It’s no secret that a passion for philanthropy runs in the Arrillaga family.
Laura Arrillaga, 36, a Graduate School of Business (GSB) lecturer whose family’s contributions to campus include several buildings, is making headlines of her own for efforts to effect change in the nonprofit sector.
Arrillaga founded the Silicon Valley Social Venture Fund (SV2) in 1998 in order to help Silicon Valley entrepreneurs pool resources, as well as to work with local non-profits to improve their organizational effectiveness. SV2 typically attracts young professionals without a legacy in philanthropy to guide the professionals’ investments by offering educational programs in effective personal giving and assuring investors of a high accountability level in results.
Arrillaga came up with the idea for the venture fund after completing the MBA program at the GSB in 1997. In the Silicon Valley area, she encountered a large number of successful 30 to 40 year-old locals, who expressed a desire to use their wealth to serve the greater good, but were not already engaged in philanthropy.

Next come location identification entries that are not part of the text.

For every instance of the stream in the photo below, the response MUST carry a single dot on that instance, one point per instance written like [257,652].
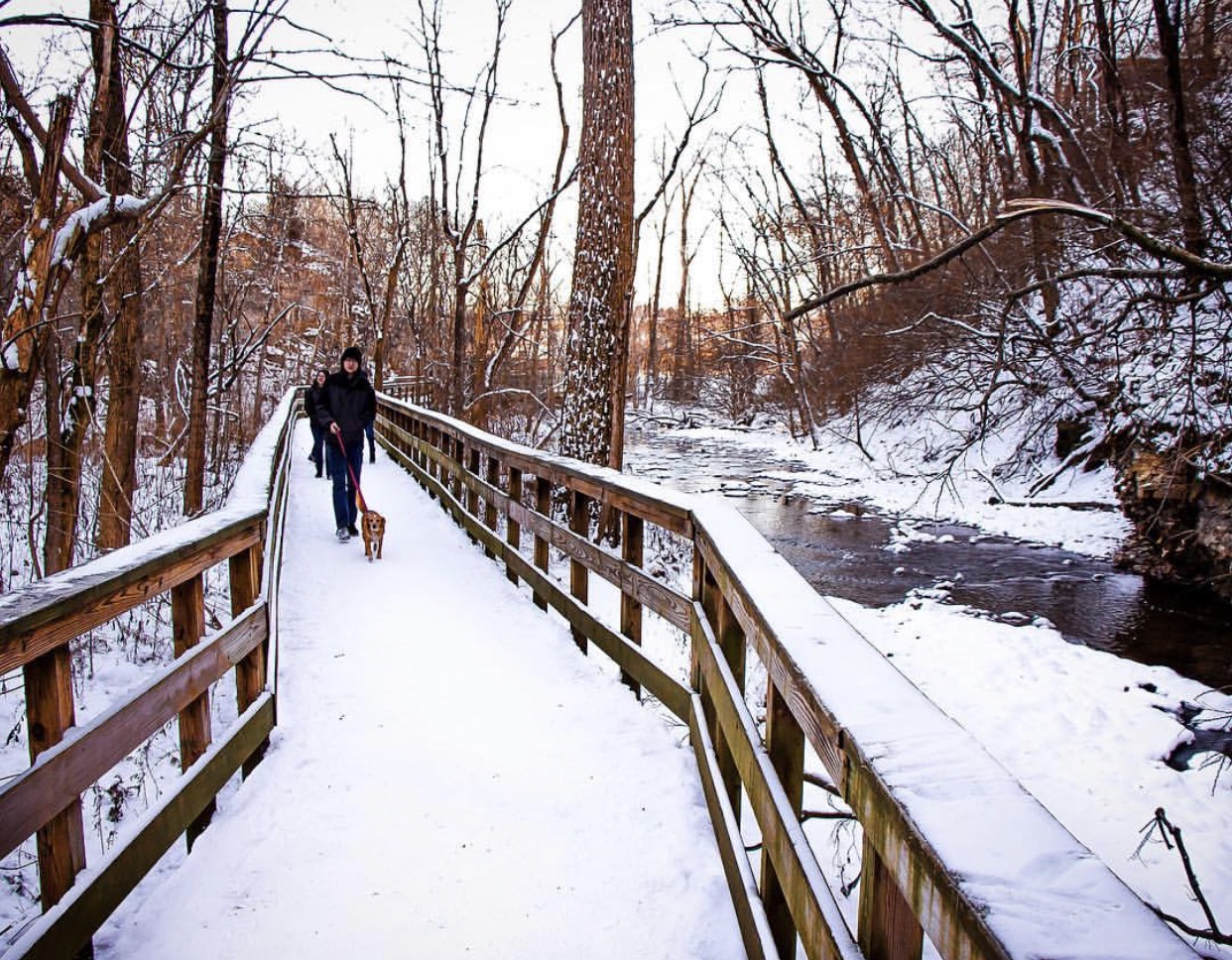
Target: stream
[844,548]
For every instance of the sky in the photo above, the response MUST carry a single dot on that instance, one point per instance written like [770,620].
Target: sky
[495,772]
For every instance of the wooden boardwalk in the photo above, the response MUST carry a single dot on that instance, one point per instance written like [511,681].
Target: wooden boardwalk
[448,778]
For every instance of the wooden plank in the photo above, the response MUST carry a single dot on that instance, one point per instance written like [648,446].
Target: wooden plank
[544,512]
[662,686]
[244,588]
[245,584]
[731,641]
[818,919]
[472,470]
[887,927]
[489,503]
[822,730]
[65,771]
[749,913]
[579,578]
[641,587]
[671,692]
[951,922]
[630,606]
[785,746]
[86,907]
[187,629]
[607,487]
[50,715]
[667,603]
[52,619]
[513,529]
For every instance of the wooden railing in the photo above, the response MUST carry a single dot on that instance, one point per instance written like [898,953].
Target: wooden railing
[953,848]
[37,625]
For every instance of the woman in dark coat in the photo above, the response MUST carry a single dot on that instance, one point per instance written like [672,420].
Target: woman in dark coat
[311,401]
[347,405]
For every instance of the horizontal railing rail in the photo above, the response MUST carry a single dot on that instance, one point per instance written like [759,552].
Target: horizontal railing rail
[37,625]
[953,848]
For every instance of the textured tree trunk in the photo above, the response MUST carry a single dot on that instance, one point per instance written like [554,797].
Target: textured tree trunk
[207,273]
[1181,148]
[602,268]
[37,289]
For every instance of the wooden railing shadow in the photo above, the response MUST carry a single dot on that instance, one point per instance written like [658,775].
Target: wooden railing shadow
[37,625]
[952,847]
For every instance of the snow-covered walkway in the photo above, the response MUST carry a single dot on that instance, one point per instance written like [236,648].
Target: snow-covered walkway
[448,778]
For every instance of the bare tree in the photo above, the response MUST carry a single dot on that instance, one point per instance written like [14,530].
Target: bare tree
[602,264]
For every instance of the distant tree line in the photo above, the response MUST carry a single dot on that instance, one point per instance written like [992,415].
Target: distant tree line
[1006,214]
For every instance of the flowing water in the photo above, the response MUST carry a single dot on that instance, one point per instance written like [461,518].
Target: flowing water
[860,556]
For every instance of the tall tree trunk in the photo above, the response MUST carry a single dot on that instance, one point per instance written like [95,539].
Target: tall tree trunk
[207,271]
[65,435]
[1169,24]
[118,480]
[37,288]
[652,318]
[602,269]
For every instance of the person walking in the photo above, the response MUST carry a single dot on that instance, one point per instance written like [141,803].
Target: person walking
[347,405]
[311,401]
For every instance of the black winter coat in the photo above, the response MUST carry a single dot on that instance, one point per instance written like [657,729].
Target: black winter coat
[311,401]
[350,402]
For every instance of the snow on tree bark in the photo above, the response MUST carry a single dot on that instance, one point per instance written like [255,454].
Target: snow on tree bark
[602,269]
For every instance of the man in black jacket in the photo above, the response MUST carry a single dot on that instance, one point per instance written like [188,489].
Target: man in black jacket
[347,405]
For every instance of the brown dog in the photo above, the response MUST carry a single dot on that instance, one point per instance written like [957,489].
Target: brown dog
[372,527]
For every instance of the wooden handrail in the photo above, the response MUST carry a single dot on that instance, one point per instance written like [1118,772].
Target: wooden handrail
[39,623]
[900,762]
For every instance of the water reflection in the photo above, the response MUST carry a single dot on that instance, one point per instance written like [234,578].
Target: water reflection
[875,562]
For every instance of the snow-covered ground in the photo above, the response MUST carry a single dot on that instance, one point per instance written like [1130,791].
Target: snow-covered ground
[448,778]
[1084,731]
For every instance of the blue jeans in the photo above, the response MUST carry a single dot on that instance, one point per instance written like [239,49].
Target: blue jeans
[345,508]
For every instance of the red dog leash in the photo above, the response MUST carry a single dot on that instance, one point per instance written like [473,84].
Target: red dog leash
[359,494]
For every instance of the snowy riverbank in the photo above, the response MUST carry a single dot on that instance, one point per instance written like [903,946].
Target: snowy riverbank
[1085,731]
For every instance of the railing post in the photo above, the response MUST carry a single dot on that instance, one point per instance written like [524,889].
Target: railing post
[472,496]
[731,643]
[433,440]
[579,577]
[492,475]
[245,584]
[544,507]
[187,629]
[49,715]
[457,447]
[886,927]
[513,529]
[630,608]
[785,743]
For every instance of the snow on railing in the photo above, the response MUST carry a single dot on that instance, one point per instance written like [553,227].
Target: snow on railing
[37,625]
[953,847]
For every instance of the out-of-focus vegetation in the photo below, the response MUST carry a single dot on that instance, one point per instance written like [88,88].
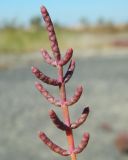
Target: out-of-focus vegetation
[20,39]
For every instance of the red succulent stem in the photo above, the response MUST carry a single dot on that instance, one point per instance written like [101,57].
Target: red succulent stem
[65,112]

“The vast majority of those... able to give weren’t from Silicon Valley, so they didn’t have ties to charitable organizations [in the area],” she said on the SV2 Web site. However, “their professional experiences,” Arrillaga noted, “provided them with an understanding of the need for a high level of accountability alongside philanthropic investments.”
She believed their skills would make them effective investors in the non-profit sector, if given the right guidance.
With this unique pool of investors in mind, Arrillaga devised the SV2 fund. SV2 donors select non-profit organizations of interest and use a grant-making model based on “multi-year, mutually accountable grants” to help these non-profits achieve results. All the while, the fund teaches the skills and knowledge necessary for being an effective philanthropist.
The grants have been extremely successful over the last ten years. Investors are currently focused on improving the organizational capacity of a number of local non-profits, including Fresh Lifelines for Youth, a center for at-risk youth in San Jose, and Acterra, an environmental sustainability group based in Palo Alto, among others. “[There is] a documented, measurable impact on our grantees’ effectiveness and efficiency as organizations,” Arrillaga said on the Web site. .
She plans to continue improving on SV2’s grant-making model through “increased partner engagement, focused issue areas and interaction.”
“We are approaching our ten year anniversary in 19 months and we have tremendous plans for increased growth, impact and sustainability....developing right now. I could not be more excited for the future,” she said.
Arrillaga also encouraged Stanford students to become involved in SV2’s work.
“We have a Stanford undergraduate summer fellowship each year, and undergraduates working for our staff,” she said. “We might even create a post-graduate fellowship in the coming year or two.”
Arrillaga plans to offer a class in the spring on philanthropy and social innovation.